By Joshua Ostrer
Leaderless hacking collective begins cyberwar against the North Korean government
With tensions rising as North Korea threatens the United States, an independent group has taken action.
Anonymous, a self-described “hacking collective,” is taking matters into its own hands with North Korea.
The organization, whose logo features a suited man without a head, suggesting its lack of central leadership, sports the tag-line: “We are Anonymous. We are Legion. We do not forgive. We do not forget.
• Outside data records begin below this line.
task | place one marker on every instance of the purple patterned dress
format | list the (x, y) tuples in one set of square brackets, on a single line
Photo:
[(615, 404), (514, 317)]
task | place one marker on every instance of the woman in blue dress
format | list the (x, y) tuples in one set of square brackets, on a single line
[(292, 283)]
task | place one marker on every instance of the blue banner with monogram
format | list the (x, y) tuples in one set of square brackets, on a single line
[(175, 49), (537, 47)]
Expect us.”
Anonymous, formed in 2003, consists of an an unknown group of computer hackers without any defined leadership structure.
Anonymous gained notoriety in 2012 when they attacked the U.S. Department of Justice’s webpage, the FBI’s webpage, Motion Picture Association of America’s website and Recording Industry Association of America’s websites in response to the federal government’s takedown of the file-sharing service Megaupload.
Anonymous has been fairly active in the past couple of years, using distributed denial of service (DDoS) attacks to shut down various websites.
Anonymous has also taken down child pornography websites, The Westboro Baptist Church, the Ugandan government and the Syrian government.
Anonymous was also active in the Occupy Wall Street protests.
Despite that the United States government has arrested individuals it says are part of Anonymous, due to the group’s lack of central leadership, the hacking collective has continued on and not only have they survived, they have gotten quite ambitious.
In their newest pursuit, Anonymous is targeting North Korea.
In an attack beginning April 2, and possibly still ongoing, Anonymous launched “Operation Free Korea.”
The attack has a series of demands it seeks to have fulfilled: for North Korea to cease making nukes; for the country’s dictator, Kim Jong-un, to resign; for North Korea to create a free democracy and installation of uncensored Internet access for all citizens.
Anonymous began its attack by seizing control of Uriminzokkiri.com, the website belonging to North Korea’s Central News Agency, as well as taking control of their Twitter feed and allegedly stealing the passwords of over 15,000 government workers.
But some experts are skeptical what actual effect the password-stealing will have outside of landing a few website administrators in some trouble.
Anonymous also posted embarrassing pictures of Kim Jong-Un to its newly controlled Twitter feed.
Despite their ambition, Anonymous has a long way to go.
First of all, not many North Koreans will have any knowledge of Anonymous’ attacks, as virtually none of the country has access to the Internet.
Secondly, North Korea’s government does not use the Internet for the most part, instead using its own “intranet” to more closely monitor and restrict online activity.
This complicates things, since North Korea’s intranet is not accessible by the Internet, because it is not on the Internet.
North Korea only has 30 websites accessible by computers within the country’s borders.
There are computers capable of accessing the Internet, but they are few and far between and are heavily monitored.
Many tech experts remain skeptical about what Anonymous will actually be able to accomplish, since Anonymous’ claim that it has infiltrated North Korea’s mail service, “Kwangmyong” has yet to be verified.
However, Anonymous remains persistent, promising a new wave of attacks as recently as April 8.
What Anonymous will actually accomplish remains to be seen, but the group has proved itself capable in the past, and only time will tell what information or influence they might have going forward.